KATATONIA have always been a hard beast to fully nail down, as they’ve had this abstract aesthetic to their sound that is characteristically depressing by nature, yet not 100% restrained by the existing dogmas of Metal. Their work has a strong Gothic tilt to it, due in large part to the ambient keyboard usage and reverberating, from the pulpit oriented vocal production. It can be summed up as a religious experience of sorts, their lyrical content not withstanding, and will often transcend the borders between BLACK SABBATH and DEPECHE MODE. Their latest EP essentially leaves the nebulous border between rock and metal completely, and manifests almost entirely as an ambient, gravely slow take on Gothic Rock.
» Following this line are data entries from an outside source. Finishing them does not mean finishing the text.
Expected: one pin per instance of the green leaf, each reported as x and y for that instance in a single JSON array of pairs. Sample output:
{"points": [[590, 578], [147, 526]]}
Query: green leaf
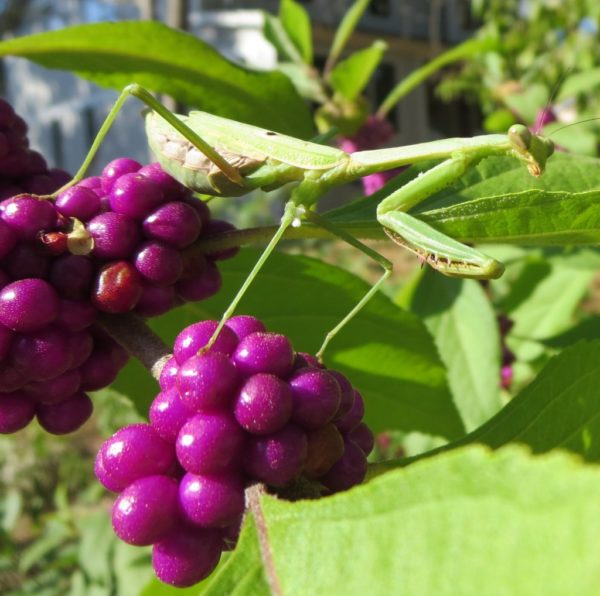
{"points": [[345, 29], [460, 317], [351, 76], [467, 522], [386, 352], [542, 304], [559, 409], [579, 83], [296, 22], [275, 33], [498, 201], [168, 61], [587, 329]]}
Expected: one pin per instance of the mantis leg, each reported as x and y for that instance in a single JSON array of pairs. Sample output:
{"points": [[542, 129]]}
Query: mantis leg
{"points": [[443, 253], [290, 213], [147, 98], [387, 267]]}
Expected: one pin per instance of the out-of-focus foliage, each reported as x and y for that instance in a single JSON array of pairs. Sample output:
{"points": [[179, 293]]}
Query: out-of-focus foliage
{"points": [[548, 56]]}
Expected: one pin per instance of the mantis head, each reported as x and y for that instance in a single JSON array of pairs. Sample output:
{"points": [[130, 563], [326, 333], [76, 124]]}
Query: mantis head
{"points": [[530, 148]]}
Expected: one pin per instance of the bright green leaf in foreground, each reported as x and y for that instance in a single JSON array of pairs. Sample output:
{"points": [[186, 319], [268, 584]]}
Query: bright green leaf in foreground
{"points": [[461, 319], [469, 522]]}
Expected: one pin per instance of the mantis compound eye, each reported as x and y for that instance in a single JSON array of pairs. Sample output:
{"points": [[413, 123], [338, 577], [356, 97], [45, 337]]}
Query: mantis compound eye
{"points": [[520, 137]]}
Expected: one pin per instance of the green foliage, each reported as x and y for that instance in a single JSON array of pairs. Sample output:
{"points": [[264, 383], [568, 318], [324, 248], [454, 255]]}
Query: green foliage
{"points": [[504, 521]]}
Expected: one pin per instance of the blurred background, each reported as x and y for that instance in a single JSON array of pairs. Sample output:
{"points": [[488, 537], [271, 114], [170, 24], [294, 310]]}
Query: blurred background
{"points": [[64, 113]]}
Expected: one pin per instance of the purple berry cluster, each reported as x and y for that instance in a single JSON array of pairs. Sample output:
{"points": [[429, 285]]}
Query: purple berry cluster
{"points": [[21, 169], [249, 409], [140, 220], [374, 133]]}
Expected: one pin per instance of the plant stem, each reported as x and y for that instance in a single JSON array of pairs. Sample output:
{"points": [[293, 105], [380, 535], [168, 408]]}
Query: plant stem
{"points": [[131, 332], [263, 235]]}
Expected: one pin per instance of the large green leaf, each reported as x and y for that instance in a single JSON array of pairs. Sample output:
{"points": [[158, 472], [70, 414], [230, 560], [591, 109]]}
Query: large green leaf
{"points": [[559, 409], [461, 319], [498, 201], [386, 352], [467, 522], [168, 61]]}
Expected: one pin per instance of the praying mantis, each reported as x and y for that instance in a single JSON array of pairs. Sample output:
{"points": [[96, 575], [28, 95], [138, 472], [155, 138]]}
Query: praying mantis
{"points": [[222, 157]]}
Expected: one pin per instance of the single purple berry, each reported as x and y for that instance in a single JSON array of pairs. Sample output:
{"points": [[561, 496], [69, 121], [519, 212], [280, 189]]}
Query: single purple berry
{"points": [[27, 260], [174, 223], [72, 276], [201, 286], [67, 416], [16, 411], [348, 471], [26, 216], [243, 325], [133, 452], [115, 235], [98, 370], [168, 374], [118, 288], [325, 447], [363, 437], [263, 404], [316, 396], [28, 305], [79, 202], [42, 354], [117, 168], [6, 336], [147, 510], [170, 188], [207, 382], [8, 239], [135, 196], [347, 400], [188, 555], [75, 315], [194, 337], [278, 458], [354, 417], [216, 227], [209, 443], [57, 389], [11, 377], [81, 345], [264, 353], [212, 501], [168, 414], [158, 263], [155, 300]]}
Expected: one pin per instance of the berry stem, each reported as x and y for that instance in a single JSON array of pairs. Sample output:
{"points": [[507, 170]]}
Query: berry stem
{"points": [[262, 235], [253, 497], [131, 332]]}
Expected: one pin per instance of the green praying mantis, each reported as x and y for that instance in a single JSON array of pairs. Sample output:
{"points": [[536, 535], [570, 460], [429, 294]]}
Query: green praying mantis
{"points": [[221, 157]]}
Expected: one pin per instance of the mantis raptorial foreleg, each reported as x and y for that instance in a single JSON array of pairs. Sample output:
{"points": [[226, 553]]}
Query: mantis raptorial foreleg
{"points": [[220, 157], [442, 252]]}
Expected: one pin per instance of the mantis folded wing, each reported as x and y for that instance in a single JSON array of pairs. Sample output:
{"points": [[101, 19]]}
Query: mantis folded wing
{"points": [[221, 157]]}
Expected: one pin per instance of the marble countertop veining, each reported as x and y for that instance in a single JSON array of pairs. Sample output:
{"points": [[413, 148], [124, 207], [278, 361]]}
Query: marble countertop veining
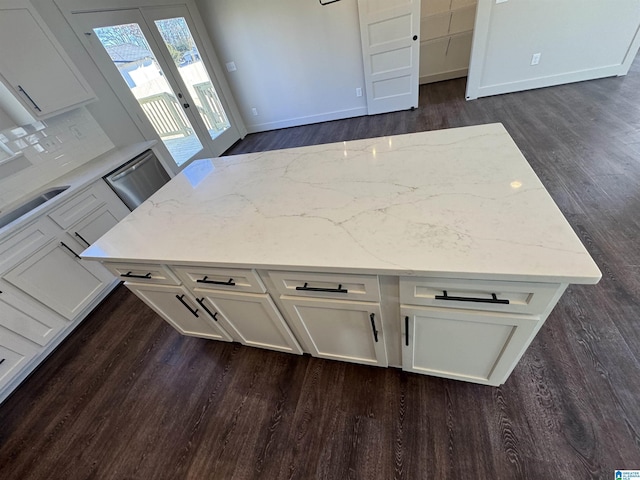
{"points": [[460, 202]]}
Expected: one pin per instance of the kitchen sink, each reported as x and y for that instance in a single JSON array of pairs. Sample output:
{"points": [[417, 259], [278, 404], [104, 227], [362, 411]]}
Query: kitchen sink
{"points": [[30, 204]]}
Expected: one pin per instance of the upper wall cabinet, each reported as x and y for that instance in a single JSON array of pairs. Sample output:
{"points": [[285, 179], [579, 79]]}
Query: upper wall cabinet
{"points": [[33, 65]]}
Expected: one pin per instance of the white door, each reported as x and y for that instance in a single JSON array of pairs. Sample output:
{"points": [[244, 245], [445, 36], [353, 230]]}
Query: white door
{"points": [[252, 318], [389, 32], [180, 309], [172, 85], [339, 330], [481, 347]]}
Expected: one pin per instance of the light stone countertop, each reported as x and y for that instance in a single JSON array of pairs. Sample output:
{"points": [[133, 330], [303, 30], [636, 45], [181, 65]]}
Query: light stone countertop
{"points": [[461, 203]]}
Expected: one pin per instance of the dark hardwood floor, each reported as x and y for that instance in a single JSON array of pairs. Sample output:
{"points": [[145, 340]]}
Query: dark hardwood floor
{"points": [[126, 397]]}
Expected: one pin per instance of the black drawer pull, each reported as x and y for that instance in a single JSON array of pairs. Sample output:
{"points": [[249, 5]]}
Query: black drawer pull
{"points": [[204, 307], [229, 282], [195, 312], [35, 105], [494, 299], [315, 289], [68, 248], [81, 238], [133, 275], [406, 331], [373, 327]]}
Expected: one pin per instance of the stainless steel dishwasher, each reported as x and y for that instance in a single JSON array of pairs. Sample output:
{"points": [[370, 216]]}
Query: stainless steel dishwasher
{"points": [[138, 179]]}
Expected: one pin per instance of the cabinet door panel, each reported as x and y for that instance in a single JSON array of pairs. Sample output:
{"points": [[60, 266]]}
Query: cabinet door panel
{"points": [[188, 319], [41, 75], [253, 318], [58, 279], [15, 353], [478, 347], [339, 330], [23, 315]]}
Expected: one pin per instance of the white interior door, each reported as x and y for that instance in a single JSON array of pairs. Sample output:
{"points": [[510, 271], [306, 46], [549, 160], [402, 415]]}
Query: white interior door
{"points": [[389, 32], [157, 64]]}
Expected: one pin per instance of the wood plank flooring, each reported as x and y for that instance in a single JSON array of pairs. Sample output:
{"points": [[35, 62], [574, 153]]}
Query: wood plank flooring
{"points": [[126, 397]]}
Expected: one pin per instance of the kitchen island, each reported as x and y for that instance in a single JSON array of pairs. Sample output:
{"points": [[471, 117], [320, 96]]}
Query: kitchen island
{"points": [[438, 252]]}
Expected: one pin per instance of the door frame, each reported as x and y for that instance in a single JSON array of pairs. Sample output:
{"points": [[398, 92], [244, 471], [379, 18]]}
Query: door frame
{"points": [[71, 7]]}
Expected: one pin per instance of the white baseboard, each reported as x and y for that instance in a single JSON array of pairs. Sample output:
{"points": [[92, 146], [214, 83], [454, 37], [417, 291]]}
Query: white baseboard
{"points": [[439, 77], [294, 122], [541, 82]]}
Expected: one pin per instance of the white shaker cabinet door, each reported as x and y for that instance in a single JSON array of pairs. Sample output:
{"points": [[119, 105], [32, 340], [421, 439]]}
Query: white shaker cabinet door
{"points": [[22, 315], [57, 277], [480, 347], [343, 330], [15, 354], [251, 318], [35, 66], [180, 309]]}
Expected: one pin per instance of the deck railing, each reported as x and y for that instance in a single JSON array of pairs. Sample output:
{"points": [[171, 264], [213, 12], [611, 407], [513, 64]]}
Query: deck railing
{"points": [[166, 115]]}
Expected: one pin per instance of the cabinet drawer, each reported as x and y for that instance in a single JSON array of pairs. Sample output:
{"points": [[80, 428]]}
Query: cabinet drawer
{"points": [[142, 273], [237, 280], [327, 285], [490, 295], [25, 242], [79, 206]]}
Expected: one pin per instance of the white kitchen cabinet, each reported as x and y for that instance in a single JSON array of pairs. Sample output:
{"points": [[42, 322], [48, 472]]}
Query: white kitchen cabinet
{"points": [[15, 354], [33, 65], [480, 347], [344, 330], [176, 305], [250, 318], [56, 276], [20, 314]]}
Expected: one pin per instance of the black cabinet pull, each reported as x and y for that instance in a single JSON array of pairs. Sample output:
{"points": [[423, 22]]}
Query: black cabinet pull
{"points": [[195, 312], [81, 238], [494, 299], [315, 289], [204, 307], [406, 331], [35, 105], [133, 275], [67, 247], [229, 282], [373, 327]]}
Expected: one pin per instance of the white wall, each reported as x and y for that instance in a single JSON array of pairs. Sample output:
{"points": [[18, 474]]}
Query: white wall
{"points": [[297, 61], [578, 40], [108, 111]]}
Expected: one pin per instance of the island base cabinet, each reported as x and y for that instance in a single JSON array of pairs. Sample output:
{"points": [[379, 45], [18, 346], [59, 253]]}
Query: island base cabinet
{"points": [[250, 318], [343, 330], [480, 347], [180, 310]]}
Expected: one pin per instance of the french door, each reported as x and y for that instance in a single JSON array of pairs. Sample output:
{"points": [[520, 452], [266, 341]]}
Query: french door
{"points": [[155, 62]]}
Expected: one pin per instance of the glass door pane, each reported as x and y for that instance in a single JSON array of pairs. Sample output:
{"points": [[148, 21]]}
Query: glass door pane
{"points": [[186, 56], [134, 58]]}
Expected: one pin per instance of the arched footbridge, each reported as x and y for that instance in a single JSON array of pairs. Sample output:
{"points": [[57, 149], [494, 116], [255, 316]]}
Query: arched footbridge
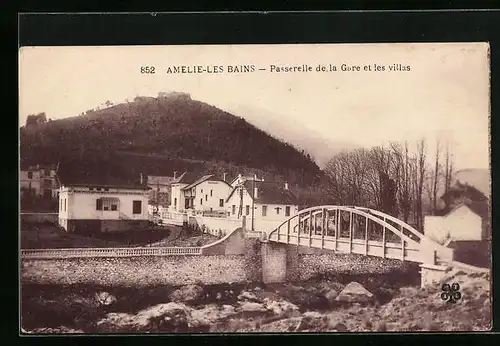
{"points": [[358, 230]]}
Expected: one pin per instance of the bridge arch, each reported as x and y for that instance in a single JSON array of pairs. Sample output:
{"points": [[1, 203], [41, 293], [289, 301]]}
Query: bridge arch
{"points": [[338, 228]]}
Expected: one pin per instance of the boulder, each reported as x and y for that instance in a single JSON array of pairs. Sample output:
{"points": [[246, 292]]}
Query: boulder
{"points": [[105, 298], [280, 307], [57, 330], [245, 295], [252, 307], [169, 317], [212, 314], [188, 293], [171, 321], [331, 296], [355, 293]]}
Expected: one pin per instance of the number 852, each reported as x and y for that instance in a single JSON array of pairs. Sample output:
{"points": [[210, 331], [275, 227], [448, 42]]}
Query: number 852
{"points": [[148, 69]]}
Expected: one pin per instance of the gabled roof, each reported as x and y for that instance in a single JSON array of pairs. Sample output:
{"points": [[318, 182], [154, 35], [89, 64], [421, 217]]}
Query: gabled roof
{"points": [[477, 208], [160, 180], [185, 178], [268, 193], [198, 181], [211, 177], [245, 177], [99, 175]]}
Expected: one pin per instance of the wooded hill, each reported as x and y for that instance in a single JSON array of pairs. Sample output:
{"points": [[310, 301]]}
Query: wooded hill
{"points": [[186, 134]]}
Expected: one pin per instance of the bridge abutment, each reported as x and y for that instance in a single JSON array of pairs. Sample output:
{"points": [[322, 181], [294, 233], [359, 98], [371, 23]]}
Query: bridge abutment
{"points": [[432, 274]]}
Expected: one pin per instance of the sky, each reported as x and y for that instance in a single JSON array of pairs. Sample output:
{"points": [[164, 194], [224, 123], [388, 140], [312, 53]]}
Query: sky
{"points": [[444, 95]]}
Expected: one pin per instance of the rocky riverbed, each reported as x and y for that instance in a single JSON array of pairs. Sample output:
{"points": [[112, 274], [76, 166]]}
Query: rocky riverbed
{"points": [[327, 304]]}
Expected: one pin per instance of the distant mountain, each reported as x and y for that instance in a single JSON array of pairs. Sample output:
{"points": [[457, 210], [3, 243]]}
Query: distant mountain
{"points": [[172, 126], [320, 148], [476, 177]]}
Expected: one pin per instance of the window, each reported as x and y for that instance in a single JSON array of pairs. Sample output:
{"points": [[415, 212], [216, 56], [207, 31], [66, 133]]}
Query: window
{"points": [[98, 204], [136, 207]]}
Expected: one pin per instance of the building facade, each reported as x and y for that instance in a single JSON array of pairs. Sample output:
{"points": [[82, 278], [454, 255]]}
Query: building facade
{"points": [[160, 190], [206, 194], [271, 203], [39, 181], [106, 208]]}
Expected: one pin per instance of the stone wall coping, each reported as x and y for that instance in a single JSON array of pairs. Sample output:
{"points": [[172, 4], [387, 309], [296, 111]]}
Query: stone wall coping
{"points": [[434, 266], [222, 240]]}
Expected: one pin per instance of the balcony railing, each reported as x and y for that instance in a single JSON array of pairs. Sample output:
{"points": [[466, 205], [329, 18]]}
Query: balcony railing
{"points": [[109, 252]]}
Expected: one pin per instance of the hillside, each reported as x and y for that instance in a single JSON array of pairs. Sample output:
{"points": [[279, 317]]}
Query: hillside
{"points": [[321, 148], [187, 134]]}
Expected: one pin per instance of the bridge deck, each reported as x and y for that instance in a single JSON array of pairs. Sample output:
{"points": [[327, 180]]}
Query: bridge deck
{"points": [[356, 246]]}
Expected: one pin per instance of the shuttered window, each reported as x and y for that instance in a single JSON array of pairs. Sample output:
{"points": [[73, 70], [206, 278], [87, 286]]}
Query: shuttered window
{"points": [[136, 207]]}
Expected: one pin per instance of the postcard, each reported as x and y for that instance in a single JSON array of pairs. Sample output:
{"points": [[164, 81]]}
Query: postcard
{"points": [[278, 188]]}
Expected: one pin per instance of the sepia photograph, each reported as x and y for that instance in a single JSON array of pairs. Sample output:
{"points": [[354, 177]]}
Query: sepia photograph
{"points": [[266, 188]]}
“The Longest Year” could be described as an 18 minute dream sequence, and a largely stationary one at that. The ideas come forth gradually and linger for a time, paving the way for slightly varied ideas, not all that different from the way many ambient songs put out by more esoteric members of the 2nd wave of Black Metal tend to. The obvious character of the sound is sorrowful, yet oddly solemn, not all that different from what one might feel walking through the ruins of a medieval cathedral at midnight. But as this image unfolds, it doesn’t take long to realize that this album is content to remain statically fixated on solitude and sorrow in a quiet and consonant way, avoiding the garbled shouts associated with the band’s classic offerings and largely scaling back the pounding guitars.
Amidst all of the processed percussion sounds, sequenced keyboard themes, and clean guitar lines, the mind is left to ponder the definition of grief without the tinge of anger that most of the Metal faithful expect from such an outfit. The duration of the title song alone makes such an expectation unrealistic, as it would result in a very disjointed album to have something along the lines of “Without God” following after what is essentially a woeful marriage of THE NEW ORDER and LACUNA COIL. Things do get harder edged at key points, but Renkse’s vocals remain largely restrained and depressed. This mode pretty much dominates the entire album, though the accompanying songs lack the occasional climactic points heard in the opening song.
This is the typical format of a single oriented EP, a lone representation of a band’s characteristic sound accompanied by a group of experiments. It’s not an all out offensive offering, and is actually a fitting interlude for the somewhat eclectic tastes of Doom/Death consumers, but it is definitely exclusive in its audience. Those who lean towards the newer, lighter side of what was the transitional sound of this band’s genre and Gothic Metal, and are steady fans of KATATONIA will gravitate towards this the most, while most casual listeners of this fatalistic art should probably skip it.